Designed by top industry experts, the bachelor’s degree program has been shaped to offer a unique approach to the study of culinary and hospitality management – infusing the curriculum with knowledge in sustainability, while also emphasizing food science, nutritional analysis, resource conservation, and essential business skills and abilities.
“In a restaurant context, a dollar in energy savings equates to $12.50 in restaurant sales, which at an 8 percent margin, increases the restaurant’s profitability without touching turnover or menu pricing,” says Christian Hardigree, director of Kennesaw State’s Institute for Culinary Sustainability and Hospitality. “In the culinary and hospitality industries there is a lot of talk about sustainability on the plate, but we need to enhance education of sustainability beyond the plate.”
Organizers expect to enroll 150 students in the program’s first year and upwards of 400 students in the fourth year. The first two courses, “Introduction to Culinary Sustainability and Hospitality” and “World Cuisines and Culture,” will be offered this fall. In addition to their formal classroom studies, students will be required to complete 600 hours of hands-on experience as they complete their course work.

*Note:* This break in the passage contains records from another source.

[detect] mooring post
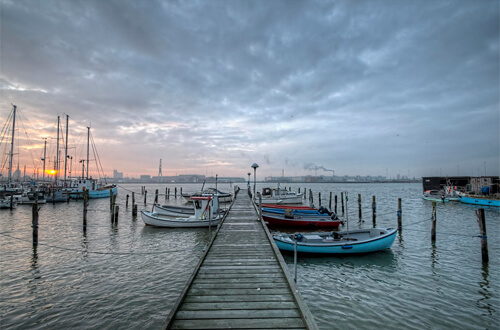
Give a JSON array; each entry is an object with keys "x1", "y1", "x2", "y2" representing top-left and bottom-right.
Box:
[
  {"x1": 358, "y1": 194, "x2": 362, "y2": 221},
  {"x1": 334, "y1": 195, "x2": 338, "y2": 214},
  {"x1": 114, "y1": 205, "x2": 119, "y2": 224},
  {"x1": 293, "y1": 234, "x2": 298, "y2": 283},
  {"x1": 259, "y1": 194, "x2": 263, "y2": 222},
  {"x1": 144, "y1": 190, "x2": 147, "y2": 205},
  {"x1": 83, "y1": 188, "x2": 88, "y2": 225},
  {"x1": 110, "y1": 188, "x2": 113, "y2": 210},
  {"x1": 309, "y1": 189, "x2": 313, "y2": 206},
  {"x1": 174, "y1": 187, "x2": 177, "y2": 198},
  {"x1": 132, "y1": 204, "x2": 137, "y2": 217},
  {"x1": 397, "y1": 198, "x2": 402, "y2": 230},
  {"x1": 372, "y1": 195, "x2": 376, "y2": 228},
  {"x1": 165, "y1": 187, "x2": 168, "y2": 199},
  {"x1": 132, "y1": 192, "x2": 135, "y2": 209},
  {"x1": 180, "y1": 187, "x2": 182, "y2": 196},
  {"x1": 318, "y1": 192, "x2": 322, "y2": 207},
  {"x1": 10, "y1": 194, "x2": 14, "y2": 210},
  {"x1": 476, "y1": 208, "x2": 489, "y2": 263},
  {"x1": 341, "y1": 192, "x2": 345, "y2": 216},
  {"x1": 304, "y1": 188, "x2": 306, "y2": 199},
  {"x1": 329, "y1": 192, "x2": 332, "y2": 210},
  {"x1": 126, "y1": 194, "x2": 129, "y2": 208},
  {"x1": 298, "y1": 187, "x2": 300, "y2": 194},
  {"x1": 32, "y1": 201, "x2": 39, "y2": 245},
  {"x1": 154, "y1": 189, "x2": 158, "y2": 204},
  {"x1": 431, "y1": 201, "x2": 437, "y2": 242}
]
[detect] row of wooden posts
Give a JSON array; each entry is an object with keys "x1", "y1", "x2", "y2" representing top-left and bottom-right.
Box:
[{"x1": 29, "y1": 186, "x2": 489, "y2": 263}]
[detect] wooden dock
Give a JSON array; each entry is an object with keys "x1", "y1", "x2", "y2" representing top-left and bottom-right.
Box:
[{"x1": 164, "y1": 190, "x2": 317, "y2": 329}]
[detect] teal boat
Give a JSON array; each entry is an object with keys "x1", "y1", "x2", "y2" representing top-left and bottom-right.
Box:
[
  {"x1": 457, "y1": 193, "x2": 500, "y2": 207},
  {"x1": 273, "y1": 228, "x2": 397, "y2": 254}
]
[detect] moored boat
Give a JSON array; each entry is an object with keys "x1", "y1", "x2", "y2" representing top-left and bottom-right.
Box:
[
  {"x1": 422, "y1": 190, "x2": 449, "y2": 202},
  {"x1": 262, "y1": 211, "x2": 341, "y2": 228},
  {"x1": 273, "y1": 228, "x2": 398, "y2": 254},
  {"x1": 456, "y1": 192, "x2": 500, "y2": 207},
  {"x1": 0, "y1": 198, "x2": 17, "y2": 209},
  {"x1": 259, "y1": 187, "x2": 303, "y2": 204},
  {"x1": 183, "y1": 187, "x2": 232, "y2": 203},
  {"x1": 260, "y1": 204, "x2": 316, "y2": 210},
  {"x1": 142, "y1": 195, "x2": 223, "y2": 227}
]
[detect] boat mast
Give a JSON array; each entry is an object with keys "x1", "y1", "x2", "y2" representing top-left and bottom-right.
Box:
[
  {"x1": 55, "y1": 116, "x2": 60, "y2": 183},
  {"x1": 64, "y1": 115, "x2": 69, "y2": 182},
  {"x1": 42, "y1": 138, "x2": 47, "y2": 181},
  {"x1": 8, "y1": 104, "x2": 16, "y2": 186},
  {"x1": 86, "y1": 126, "x2": 90, "y2": 179}
]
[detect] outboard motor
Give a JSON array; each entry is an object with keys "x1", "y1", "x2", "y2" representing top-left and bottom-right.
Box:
[
  {"x1": 330, "y1": 212, "x2": 339, "y2": 220},
  {"x1": 318, "y1": 206, "x2": 329, "y2": 214}
]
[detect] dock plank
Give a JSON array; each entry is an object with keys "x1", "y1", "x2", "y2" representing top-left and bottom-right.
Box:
[{"x1": 164, "y1": 192, "x2": 318, "y2": 330}]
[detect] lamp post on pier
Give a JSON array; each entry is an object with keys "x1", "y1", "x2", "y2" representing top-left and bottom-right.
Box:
[{"x1": 251, "y1": 163, "x2": 259, "y2": 203}]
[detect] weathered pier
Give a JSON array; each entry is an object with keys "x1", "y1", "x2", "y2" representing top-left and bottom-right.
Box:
[{"x1": 164, "y1": 191, "x2": 317, "y2": 329}]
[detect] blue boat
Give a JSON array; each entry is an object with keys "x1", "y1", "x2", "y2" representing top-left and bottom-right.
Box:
[
  {"x1": 457, "y1": 193, "x2": 500, "y2": 207},
  {"x1": 273, "y1": 228, "x2": 398, "y2": 254}
]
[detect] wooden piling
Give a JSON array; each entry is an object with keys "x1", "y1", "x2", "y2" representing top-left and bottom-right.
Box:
[
  {"x1": 180, "y1": 187, "x2": 182, "y2": 196},
  {"x1": 132, "y1": 192, "x2": 135, "y2": 209},
  {"x1": 318, "y1": 192, "x2": 322, "y2": 207},
  {"x1": 431, "y1": 201, "x2": 437, "y2": 242},
  {"x1": 304, "y1": 187, "x2": 306, "y2": 199},
  {"x1": 132, "y1": 204, "x2": 137, "y2": 217},
  {"x1": 144, "y1": 190, "x2": 147, "y2": 205},
  {"x1": 341, "y1": 192, "x2": 344, "y2": 216},
  {"x1": 32, "y1": 202, "x2": 39, "y2": 245},
  {"x1": 358, "y1": 194, "x2": 362, "y2": 221},
  {"x1": 10, "y1": 194, "x2": 14, "y2": 210},
  {"x1": 113, "y1": 205, "x2": 119, "y2": 224},
  {"x1": 476, "y1": 208, "x2": 489, "y2": 262},
  {"x1": 372, "y1": 196, "x2": 376, "y2": 228},
  {"x1": 329, "y1": 192, "x2": 332, "y2": 210},
  {"x1": 110, "y1": 188, "x2": 113, "y2": 210},
  {"x1": 334, "y1": 195, "x2": 338, "y2": 214},
  {"x1": 309, "y1": 189, "x2": 313, "y2": 205},
  {"x1": 83, "y1": 188, "x2": 88, "y2": 225},
  {"x1": 397, "y1": 198, "x2": 402, "y2": 229},
  {"x1": 154, "y1": 189, "x2": 158, "y2": 204},
  {"x1": 126, "y1": 194, "x2": 129, "y2": 207},
  {"x1": 175, "y1": 187, "x2": 177, "y2": 198},
  {"x1": 165, "y1": 187, "x2": 168, "y2": 199}
]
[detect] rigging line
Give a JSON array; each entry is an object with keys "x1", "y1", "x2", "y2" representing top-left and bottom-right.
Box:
[{"x1": 0, "y1": 232, "x2": 205, "y2": 255}]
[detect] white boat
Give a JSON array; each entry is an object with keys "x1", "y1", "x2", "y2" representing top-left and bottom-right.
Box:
[
  {"x1": 422, "y1": 190, "x2": 449, "y2": 202},
  {"x1": 153, "y1": 203, "x2": 228, "y2": 218},
  {"x1": 259, "y1": 187, "x2": 304, "y2": 204},
  {"x1": 182, "y1": 187, "x2": 232, "y2": 203},
  {"x1": 12, "y1": 192, "x2": 46, "y2": 204},
  {"x1": 273, "y1": 228, "x2": 398, "y2": 254},
  {"x1": 142, "y1": 195, "x2": 223, "y2": 227},
  {"x1": 0, "y1": 198, "x2": 17, "y2": 209}
]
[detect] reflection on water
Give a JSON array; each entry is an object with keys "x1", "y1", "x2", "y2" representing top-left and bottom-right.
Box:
[{"x1": 1, "y1": 182, "x2": 499, "y2": 329}]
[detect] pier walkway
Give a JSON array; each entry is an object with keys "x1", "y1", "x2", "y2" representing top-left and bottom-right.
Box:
[{"x1": 164, "y1": 191, "x2": 317, "y2": 329}]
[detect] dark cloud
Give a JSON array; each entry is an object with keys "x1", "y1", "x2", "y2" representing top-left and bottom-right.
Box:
[{"x1": 1, "y1": 0, "x2": 498, "y2": 178}]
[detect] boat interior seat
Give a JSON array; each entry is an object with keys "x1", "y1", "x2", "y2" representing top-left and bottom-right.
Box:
[{"x1": 370, "y1": 228, "x2": 384, "y2": 237}]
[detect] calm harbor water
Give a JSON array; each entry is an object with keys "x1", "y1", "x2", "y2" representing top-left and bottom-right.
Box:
[{"x1": 1, "y1": 182, "x2": 498, "y2": 329}]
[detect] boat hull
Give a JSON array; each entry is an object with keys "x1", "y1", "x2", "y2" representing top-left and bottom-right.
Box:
[
  {"x1": 262, "y1": 213, "x2": 341, "y2": 228},
  {"x1": 70, "y1": 186, "x2": 117, "y2": 199},
  {"x1": 153, "y1": 204, "x2": 194, "y2": 217},
  {"x1": 259, "y1": 196, "x2": 304, "y2": 204},
  {"x1": 458, "y1": 194, "x2": 500, "y2": 207},
  {"x1": 141, "y1": 210, "x2": 221, "y2": 228},
  {"x1": 273, "y1": 228, "x2": 397, "y2": 254}
]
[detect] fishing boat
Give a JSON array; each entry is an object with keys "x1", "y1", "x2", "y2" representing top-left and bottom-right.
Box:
[
  {"x1": 456, "y1": 192, "x2": 500, "y2": 207},
  {"x1": 259, "y1": 187, "x2": 303, "y2": 204},
  {"x1": 141, "y1": 195, "x2": 223, "y2": 227},
  {"x1": 0, "y1": 198, "x2": 17, "y2": 209},
  {"x1": 68, "y1": 179, "x2": 117, "y2": 199},
  {"x1": 422, "y1": 190, "x2": 449, "y2": 202},
  {"x1": 12, "y1": 191, "x2": 47, "y2": 204},
  {"x1": 262, "y1": 211, "x2": 342, "y2": 228},
  {"x1": 273, "y1": 228, "x2": 398, "y2": 254},
  {"x1": 183, "y1": 187, "x2": 232, "y2": 203},
  {"x1": 262, "y1": 206, "x2": 333, "y2": 216},
  {"x1": 153, "y1": 202, "x2": 228, "y2": 217},
  {"x1": 260, "y1": 204, "x2": 316, "y2": 210}
]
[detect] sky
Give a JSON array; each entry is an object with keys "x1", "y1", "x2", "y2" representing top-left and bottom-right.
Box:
[{"x1": 1, "y1": 0, "x2": 499, "y2": 180}]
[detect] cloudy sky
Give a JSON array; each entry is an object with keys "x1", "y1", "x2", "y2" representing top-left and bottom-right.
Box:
[{"x1": 1, "y1": 0, "x2": 498, "y2": 180}]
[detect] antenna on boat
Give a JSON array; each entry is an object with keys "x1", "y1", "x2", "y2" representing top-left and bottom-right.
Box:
[{"x1": 345, "y1": 192, "x2": 349, "y2": 240}]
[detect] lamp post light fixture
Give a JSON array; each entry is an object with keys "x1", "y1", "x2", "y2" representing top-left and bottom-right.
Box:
[{"x1": 251, "y1": 163, "x2": 259, "y2": 203}]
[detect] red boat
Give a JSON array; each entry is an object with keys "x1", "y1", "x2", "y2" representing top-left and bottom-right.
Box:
[
  {"x1": 262, "y1": 212, "x2": 342, "y2": 228},
  {"x1": 260, "y1": 204, "x2": 316, "y2": 210}
]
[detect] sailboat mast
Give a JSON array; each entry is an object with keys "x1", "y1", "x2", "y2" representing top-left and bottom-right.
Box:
[
  {"x1": 86, "y1": 126, "x2": 90, "y2": 179},
  {"x1": 8, "y1": 105, "x2": 16, "y2": 186},
  {"x1": 42, "y1": 138, "x2": 47, "y2": 181},
  {"x1": 64, "y1": 115, "x2": 69, "y2": 181},
  {"x1": 55, "y1": 116, "x2": 60, "y2": 183}
]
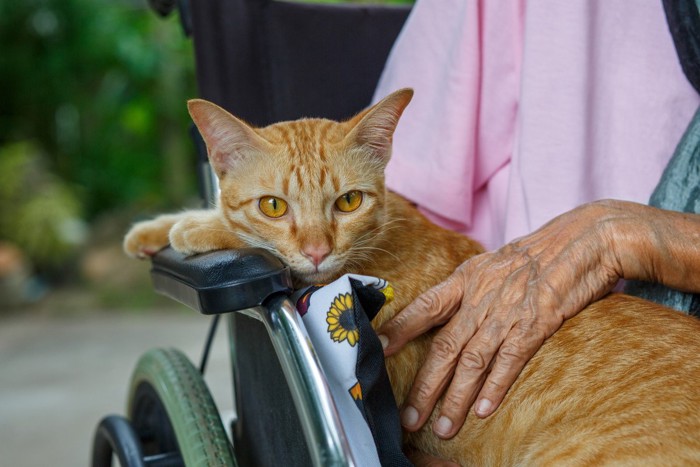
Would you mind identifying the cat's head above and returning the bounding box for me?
[187,89,413,286]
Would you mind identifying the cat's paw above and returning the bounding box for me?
[123,216,178,259]
[169,212,242,255]
[168,218,203,256]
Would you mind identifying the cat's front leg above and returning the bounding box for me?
[124,212,186,258]
[168,209,244,255]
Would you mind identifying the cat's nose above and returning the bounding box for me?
[302,243,332,268]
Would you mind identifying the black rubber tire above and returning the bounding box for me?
[91,415,146,467]
[127,348,236,467]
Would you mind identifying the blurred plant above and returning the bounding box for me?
[0,0,196,219]
[0,142,86,269]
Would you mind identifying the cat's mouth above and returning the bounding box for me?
[296,271,338,287]
[291,259,345,287]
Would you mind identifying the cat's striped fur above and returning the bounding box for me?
[125,89,700,465]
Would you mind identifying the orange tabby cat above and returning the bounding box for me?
[124,89,700,465]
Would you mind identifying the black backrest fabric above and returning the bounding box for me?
[190,0,410,126]
[188,1,411,465]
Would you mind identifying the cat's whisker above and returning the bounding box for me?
[198,228,240,234]
[355,218,407,243]
[356,219,396,238]
[235,232,279,254]
[342,255,371,273]
[350,245,398,263]
[354,225,406,249]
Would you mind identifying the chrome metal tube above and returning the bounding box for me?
[243,296,356,467]
[199,162,220,208]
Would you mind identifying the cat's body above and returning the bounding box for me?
[125,90,700,465]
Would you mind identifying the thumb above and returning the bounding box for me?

Graduates of the innovative new degree program will be prepared to implement and manage sustainable practices in restaurants, hospitals, adult and child care facilities, food manufacturing and distribution, hotels and airlines, to name a few career options.
“The goal of this Institute is to be the epicenter for teaching and research as it relates to sustainable practices in culinary and hospitality management,” Hardigree says. “The typical American meal travels 1,500 miles to your plate, and it contains ingredients from five different countries. From all perspectives, buying local is better.”
One of the differentiators of the new degree program is the partnership it will have with Kennesaw State’s award-winning Culinary and Hospitality Services Department, which is renowned for its efforts in sustainability in its food service operation. The Culinary and Hospitality Services operates The Commons student dining hall and oversees the university’s “farm-to-table” food program.
“The academic program is designed so our students can intern with Culinary and Hospitality Services on campus, ensuring graduates will have consistency in their skill sets, and we will know the level of sustainability being taught through those internships,” Hardigree adds.
Through its farm-to-table program, Kennesaw State harvests honey from 42 bee colonies and grows herbs and heirloom variety fruits and vegetables on 65 acres across three organic campus farms, which the university owns or operates. Future plans include programs to produce aged cheese and organic dairy, olive orchards and an oil press on the farm.
“Students in Kennesaw State’s Institute for Culinary Sustainability and Hospitality will have opportunities here that they can’t get at other culinary schools — like bee keeping, hydroponics, and water reclamation,” says Gary Coltek, the university’s director of Culinary and Hospitality Services. “Sustainability is what the Institute is all about, and that’s what we live here every day.”
Just as The Commons procures its food locally, Coltek looks forward to the day when aspiring culinary professionals in Cobb County don’t have to look further than their own backyard for an education. Cobb County is home to 16 high school culinary programs whose students, talent, and tuition have gone elsewhere in the past. There are 80 such programs statewide.
“Hospitality is the second largest industry in the state, and we want to keep our talent local,” Coltek says.
Just last month the National Restaurant Association recognized Kennesaw State’s Department of Culinary and Hospitality Services as one of three finalists for the 2013 Operator Innovations Award in Sustainability.
In 2012, Kennesaw State University was listed in Princeton Review’s “Guide to 322 Green Colleges.”
Other recent accolades for the department and The Commons include top honors from the National Association of College and Food Services for sustainability outreach and education; a 10th place ranking in The Daily Meal’s “52 Best Colleges for Food in America”; and a top 25 ranking by Newsweek for best food on a college campus.